2024年6月13日(木)尾高忠明指揮/大阪フィルハーモニー交響楽団 モーツァルトとブルックナーⅠ

19時開演 ザ・シンフォニーホール

生誕200年のブルックナー・イヤーにちなみ、「シンフォニストの理想を求めて」というタイトルで、ブルックナーとモーツァルトの交響曲をカップリングした3回シリーズの演奏会。
この日が第1回目でした。

イヤーの今年、にわかブルオタ女子としては交響曲コンプリートを目指しているのですが、その大半を担ってくれるのが大フィル。この3回シリーズでは初期の3作品、0番、1番、2番が採り上げられており、いずれも演奏機会が少ない作品なので、コンプリートの大きな助けにもなります。モーツァルトの交響曲の方は、「三大交響曲」と呼ばれる39番、40番、41番。

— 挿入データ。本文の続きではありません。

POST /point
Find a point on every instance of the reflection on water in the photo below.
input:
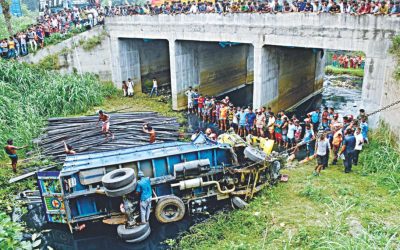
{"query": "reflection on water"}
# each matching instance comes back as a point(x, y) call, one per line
point(341, 93)
point(346, 97)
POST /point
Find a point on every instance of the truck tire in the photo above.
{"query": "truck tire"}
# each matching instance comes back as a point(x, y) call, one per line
point(118, 178)
point(132, 233)
point(121, 191)
point(170, 209)
point(142, 238)
point(238, 202)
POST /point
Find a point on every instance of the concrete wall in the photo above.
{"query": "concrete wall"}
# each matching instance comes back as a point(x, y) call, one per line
point(288, 75)
point(73, 57)
point(210, 68)
point(141, 60)
point(391, 93)
point(370, 34)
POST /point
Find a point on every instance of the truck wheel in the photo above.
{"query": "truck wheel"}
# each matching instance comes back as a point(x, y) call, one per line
point(142, 238)
point(170, 209)
point(118, 178)
point(121, 191)
point(133, 233)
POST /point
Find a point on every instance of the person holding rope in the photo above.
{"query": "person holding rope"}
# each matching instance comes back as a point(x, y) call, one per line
point(322, 148)
point(349, 144)
point(149, 130)
point(105, 119)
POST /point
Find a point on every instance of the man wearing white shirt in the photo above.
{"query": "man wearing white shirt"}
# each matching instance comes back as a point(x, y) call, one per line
point(322, 148)
point(130, 87)
point(155, 87)
point(189, 94)
point(359, 143)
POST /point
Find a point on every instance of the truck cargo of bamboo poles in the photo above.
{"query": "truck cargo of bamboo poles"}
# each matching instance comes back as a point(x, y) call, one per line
point(83, 135)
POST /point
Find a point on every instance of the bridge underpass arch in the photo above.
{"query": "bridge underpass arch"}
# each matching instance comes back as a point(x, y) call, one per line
point(214, 68)
point(142, 60)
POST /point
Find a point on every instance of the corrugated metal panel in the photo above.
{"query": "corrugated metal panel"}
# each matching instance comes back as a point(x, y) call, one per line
point(140, 153)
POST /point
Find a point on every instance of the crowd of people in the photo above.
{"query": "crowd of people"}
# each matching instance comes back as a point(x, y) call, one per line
point(345, 61)
point(355, 7)
point(21, 43)
point(62, 22)
point(321, 132)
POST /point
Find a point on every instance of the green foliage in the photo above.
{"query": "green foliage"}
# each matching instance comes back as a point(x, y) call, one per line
point(382, 154)
point(18, 23)
point(331, 211)
point(50, 62)
point(342, 71)
point(314, 193)
point(395, 50)
point(29, 95)
point(58, 37)
point(10, 233)
point(92, 42)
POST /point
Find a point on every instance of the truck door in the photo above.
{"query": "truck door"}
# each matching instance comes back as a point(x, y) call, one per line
point(52, 196)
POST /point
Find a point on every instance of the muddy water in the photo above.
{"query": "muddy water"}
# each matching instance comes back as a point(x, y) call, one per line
point(341, 92)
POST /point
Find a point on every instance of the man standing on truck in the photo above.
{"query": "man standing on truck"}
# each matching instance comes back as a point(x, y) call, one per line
point(149, 130)
point(105, 119)
point(11, 151)
point(144, 188)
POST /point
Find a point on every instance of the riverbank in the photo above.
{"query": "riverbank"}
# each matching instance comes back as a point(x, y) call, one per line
point(332, 211)
point(115, 102)
point(331, 70)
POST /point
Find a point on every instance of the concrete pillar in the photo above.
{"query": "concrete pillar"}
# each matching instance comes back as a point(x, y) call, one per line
point(184, 71)
point(125, 62)
point(319, 69)
point(375, 72)
point(266, 75)
point(115, 59)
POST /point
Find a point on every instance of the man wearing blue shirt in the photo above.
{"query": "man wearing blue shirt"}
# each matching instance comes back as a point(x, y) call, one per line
point(144, 188)
point(314, 116)
point(349, 144)
point(250, 117)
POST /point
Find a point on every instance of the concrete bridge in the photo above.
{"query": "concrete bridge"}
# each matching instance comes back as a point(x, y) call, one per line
point(282, 54)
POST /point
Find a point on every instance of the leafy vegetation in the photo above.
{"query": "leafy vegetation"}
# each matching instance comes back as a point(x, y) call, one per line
point(341, 71)
point(18, 23)
point(29, 95)
point(332, 211)
point(58, 37)
point(395, 50)
point(10, 233)
point(50, 62)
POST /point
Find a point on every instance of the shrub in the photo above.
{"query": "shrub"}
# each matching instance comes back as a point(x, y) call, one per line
point(29, 95)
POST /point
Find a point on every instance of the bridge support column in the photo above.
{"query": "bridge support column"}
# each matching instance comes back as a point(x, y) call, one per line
point(184, 71)
point(266, 75)
point(375, 74)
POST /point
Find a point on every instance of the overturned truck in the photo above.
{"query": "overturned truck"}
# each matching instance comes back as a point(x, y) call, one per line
point(185, 178)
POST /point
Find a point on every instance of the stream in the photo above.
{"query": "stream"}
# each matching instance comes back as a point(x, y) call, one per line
point(341, 92)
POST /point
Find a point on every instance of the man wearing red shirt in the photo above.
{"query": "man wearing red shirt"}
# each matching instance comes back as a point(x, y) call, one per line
point(200, 104)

書いては直し、を繰り返したブルックナーと、悩むことなしに書いたモーツァルトとの対照的な組み合わせ、でしょうか?

この日は、モーツァルト39番、ブルックナー0番のプログラム。

モーツァルトの39番は、他の2作品と3曲セットで作曲されたようですが(しかも3曲をたったの6週間で)、作曲経緯は不詳とのこと。
木管にオーボエがないという珍しい編成ですが、この演奏で最も印象に残ったのは、クラリネットとフルートの極々弱音でのアンサンブル。クラリネット演奏の拙い経験者として、ここまで音量を落とし、一定の音量を保って吹くのはかなりの難易度では?と感じましたが、しかしさすがで美しかった。弱音の「集中させる力」を感じる演奏でもありました。

さて、ブルックナーの0番。
実際には1番の後に作曲されたとか、0の付番がありやなしや、と音楽以外の解説に文字数が割かれる作品ではありますが——いやー、でも十分に「ブルックナー」であるこの作品、冒頭からブルックナー節炸裂で、のっけから持って行かれます。ちなみにヴァイオリンのトレモロ音型で奏でられるこの上下行を「第一主題ではない」と言われたのが原因でブルックナーは番号をつけなかったとか?

もしこれを「2番」としていたならば第九のジンクスは打ち破れただろうに、と思いもしますが——いやいや、そうなるとビビって9番になるはずの8番で潰えてしまったかも知れず、9番ファンとしてそれは悲しい——などと「たられば」を考えるのも楽しいものです(共感者少なめ?)。

この日は、大フィルの看板弦16型ではなく、14型のやや小ぶりな編成。
前半のモーツァルトが残った耳で聴いたせいなのか、この作品の特徴であるのか、室内楽的なアンサンブルで美しい演奏でした。2楽章アンダンテの甘美な歌。こんなに桃源郷な作品であったのかと陶然としました。と、ガラリと変容して3楽章のスケルツォのグルグル感がたまらない。4楽章の武骨ながら大団円的な結び——ブルックナーらしさ満載。

こんなに完成度が高いのに、世に問おうとしなかったのですね。性格だから仕方ない? でも後世ではちゃんと評価されていますよ、とブルックナー先生に伝えてあげたい。

やっぱりブルックナー大好きを認識したこの演奏会。大フィル様ありがとうございます。
もちろんこのツィクルスはセット買いしているので、8月に2番、11月に1番を聴きます。

◇座席
2階最後列の中央を買ったところ、前列のオジサマの頭でマエストロと弦の各第1プルトが全滅。シンフォニーホールの中央ブロックは座席を前後でずらしていないので前席がまる被りになるのです。なので、後半は空いている下手側に引っ越しさせてもらいました——2階席後ろの方はガラガラだろうと高を括っていたのですが、ブルオタ混雑エリアだったようです‥。